Aussi bien, comme le signale Marie-Jean Sauret, le déterminisme du sujet n’est jamais contesté. Il n’y a que des sujets déterminés, pas des sujets libres, la liberté soi-disant n’est à cet égard qu’un des noms de la folie. En revanche, et c’est pour cette raison que Lacan identifie le temps au réel, le présent dans lequel je parle n’est jamais objectivable, en tant que présent, dans ce dont je parle au présent et qui, dans la cure, concerne ma détermination de sujet. Peut-on alors parler de liberté ? Peut-être vaut-il mieux ici introduire le terme d’acte, pour le contraposer au terme de résistance. Tout est écrit bien sûr, sauf le futur (c’est d’ailleurs cette réserve que Freud oppose à l’occultisme). C’est dans ce « sauf » que l’émergence de l’acte a lieu. Mais il a lieu à une condition : de surmonter la résistance, c’est-à-dire cette force, je serais presque tenté de dire « naturelle » comme la force gravitationnelle, qui s’appuie sur le déterminisme, qui instrumentalise le déterminisme pour neutraliser l’acte. Mais il y a un problème supplémentaire : pour que l’acte ne soit pas passage à l’acte où le sujet se perd ou acting out où il se met en scène, il faut que la cause du désir qui me pousse à l’acte ne soit plus dépendante du gain de jouissance.

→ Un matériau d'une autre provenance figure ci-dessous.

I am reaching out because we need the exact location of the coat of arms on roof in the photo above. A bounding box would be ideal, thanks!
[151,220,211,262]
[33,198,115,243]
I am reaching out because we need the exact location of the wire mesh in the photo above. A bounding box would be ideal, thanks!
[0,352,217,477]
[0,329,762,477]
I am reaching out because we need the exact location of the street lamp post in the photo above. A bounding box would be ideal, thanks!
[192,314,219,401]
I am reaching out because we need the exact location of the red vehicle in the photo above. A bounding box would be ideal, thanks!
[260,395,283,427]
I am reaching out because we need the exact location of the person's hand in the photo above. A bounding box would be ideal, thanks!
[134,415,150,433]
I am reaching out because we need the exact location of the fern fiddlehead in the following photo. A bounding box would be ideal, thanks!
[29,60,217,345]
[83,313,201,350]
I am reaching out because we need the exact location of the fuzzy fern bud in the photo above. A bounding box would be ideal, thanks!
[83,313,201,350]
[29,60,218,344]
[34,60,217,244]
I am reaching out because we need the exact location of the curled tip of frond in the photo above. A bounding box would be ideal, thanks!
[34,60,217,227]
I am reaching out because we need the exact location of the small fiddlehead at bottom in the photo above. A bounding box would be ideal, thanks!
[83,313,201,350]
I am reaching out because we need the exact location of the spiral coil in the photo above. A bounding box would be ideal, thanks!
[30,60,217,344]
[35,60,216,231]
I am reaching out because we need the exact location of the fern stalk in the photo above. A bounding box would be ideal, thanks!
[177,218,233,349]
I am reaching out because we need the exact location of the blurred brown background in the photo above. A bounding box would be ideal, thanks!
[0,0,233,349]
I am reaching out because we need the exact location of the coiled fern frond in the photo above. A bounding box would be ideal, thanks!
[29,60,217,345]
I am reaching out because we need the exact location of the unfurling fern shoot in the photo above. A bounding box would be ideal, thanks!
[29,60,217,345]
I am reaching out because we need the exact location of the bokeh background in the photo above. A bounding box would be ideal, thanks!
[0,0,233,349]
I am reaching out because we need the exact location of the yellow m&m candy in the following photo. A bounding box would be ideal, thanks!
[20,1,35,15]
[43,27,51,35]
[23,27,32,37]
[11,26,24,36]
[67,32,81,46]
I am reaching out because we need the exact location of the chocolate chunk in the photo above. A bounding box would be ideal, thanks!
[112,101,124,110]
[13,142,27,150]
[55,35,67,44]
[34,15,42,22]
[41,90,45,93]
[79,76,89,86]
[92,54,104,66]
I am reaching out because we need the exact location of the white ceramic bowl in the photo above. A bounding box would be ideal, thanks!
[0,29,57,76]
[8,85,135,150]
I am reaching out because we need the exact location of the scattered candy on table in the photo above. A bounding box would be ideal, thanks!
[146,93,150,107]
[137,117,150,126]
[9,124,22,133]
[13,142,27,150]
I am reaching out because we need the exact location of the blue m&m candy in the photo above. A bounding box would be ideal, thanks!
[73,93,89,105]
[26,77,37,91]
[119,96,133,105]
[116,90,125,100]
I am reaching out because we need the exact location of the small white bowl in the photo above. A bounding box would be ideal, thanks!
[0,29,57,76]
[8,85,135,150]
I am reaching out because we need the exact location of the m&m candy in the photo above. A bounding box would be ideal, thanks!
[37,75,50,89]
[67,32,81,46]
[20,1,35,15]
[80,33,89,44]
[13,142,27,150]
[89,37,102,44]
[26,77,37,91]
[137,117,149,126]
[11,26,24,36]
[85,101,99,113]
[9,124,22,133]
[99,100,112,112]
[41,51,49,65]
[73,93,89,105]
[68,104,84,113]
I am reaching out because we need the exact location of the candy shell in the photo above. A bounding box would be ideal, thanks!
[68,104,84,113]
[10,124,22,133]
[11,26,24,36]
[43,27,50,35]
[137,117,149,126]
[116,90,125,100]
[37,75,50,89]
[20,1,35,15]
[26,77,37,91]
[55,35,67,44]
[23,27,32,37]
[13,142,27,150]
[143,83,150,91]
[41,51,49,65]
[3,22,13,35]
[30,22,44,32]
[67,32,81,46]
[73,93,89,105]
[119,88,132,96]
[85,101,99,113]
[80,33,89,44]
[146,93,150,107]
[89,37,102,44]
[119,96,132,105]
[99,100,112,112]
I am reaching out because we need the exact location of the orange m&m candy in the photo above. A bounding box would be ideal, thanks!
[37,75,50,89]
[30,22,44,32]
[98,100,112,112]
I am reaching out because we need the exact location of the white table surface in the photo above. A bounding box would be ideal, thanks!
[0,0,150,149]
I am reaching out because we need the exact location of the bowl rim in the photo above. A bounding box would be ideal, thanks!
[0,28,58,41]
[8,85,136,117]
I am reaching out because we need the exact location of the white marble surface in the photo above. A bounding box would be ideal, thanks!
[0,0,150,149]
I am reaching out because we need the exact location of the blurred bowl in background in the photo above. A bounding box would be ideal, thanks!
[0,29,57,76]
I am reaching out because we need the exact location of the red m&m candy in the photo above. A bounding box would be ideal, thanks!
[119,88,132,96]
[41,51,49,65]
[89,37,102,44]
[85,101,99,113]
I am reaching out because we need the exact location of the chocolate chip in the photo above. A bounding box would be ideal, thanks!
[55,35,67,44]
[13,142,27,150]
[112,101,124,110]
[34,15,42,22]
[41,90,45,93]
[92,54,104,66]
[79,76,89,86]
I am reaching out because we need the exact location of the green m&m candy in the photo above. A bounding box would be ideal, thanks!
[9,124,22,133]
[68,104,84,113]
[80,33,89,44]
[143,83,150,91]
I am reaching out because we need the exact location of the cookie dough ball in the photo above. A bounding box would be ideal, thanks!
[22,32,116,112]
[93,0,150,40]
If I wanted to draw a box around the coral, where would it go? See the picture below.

La jouissance de la cause du désir doit être dévalorisée pour que nous puissions parler d’acte, au sens psychanalytique. Voilà la clé, et elle n’est pas dans une sorte de phénoménologie déontologique de l’acte, dans la mesure où tout acte quand il a lieu dépasse le sujet. On le vérifie au moment des fins d’analyse, où l’analysant se retrouve l’instant d’après. « J’ai fini », dit-il avec un certain étonnement. Il vient de constater que son assiette est vide.

Peut-être voit-on mieux, à partir de ces considérations, qu’il n’y a pas de garantie scientifique à la psychanalyse, à la passe, encore moins à la fabrication des analystes, sinon dans cet entonnoir de la paranoïa réussie. Comme vous le savez, toutes les associations de psychanalyse qui se réfèrent à Lacan n’ont pas, tant s’en faut, retenu le principe de la passe. Mais le problème n’est pas réglé pour autant dans celles qui l’ont retenu, car s’il s’agit de faire en sorte, par une réglementation de plus en plus sophistiquée, que la procédure devienne infaillible, le verso de cette volonté sera de rendre la passe incapable de capter aucun hasard, soit aucun réel. La passe échouerait définitivement à devenir ce diaphragme que j’évoquais tout à l’heure avec la citation de Lacan, diaphragme qui, pour ne pas laisser passer de « mauvais sujet », pour reprendre volontairement cette expression d’Althusser dont il a voulu faire, à tort, un concept, se fermerait définitivement pour se fixer en un moyen de contraception ou en un eugénisme qui essaierait de s’en tenir au tri des parfaits. Ce manichéisme, ou ce zen, ce n’est pas la psychanalyse. La prochaine fois, j’essaierai de partir du point 10 de Marie-Jean Sauret, sur l’optique, mais je ne vous promets rien.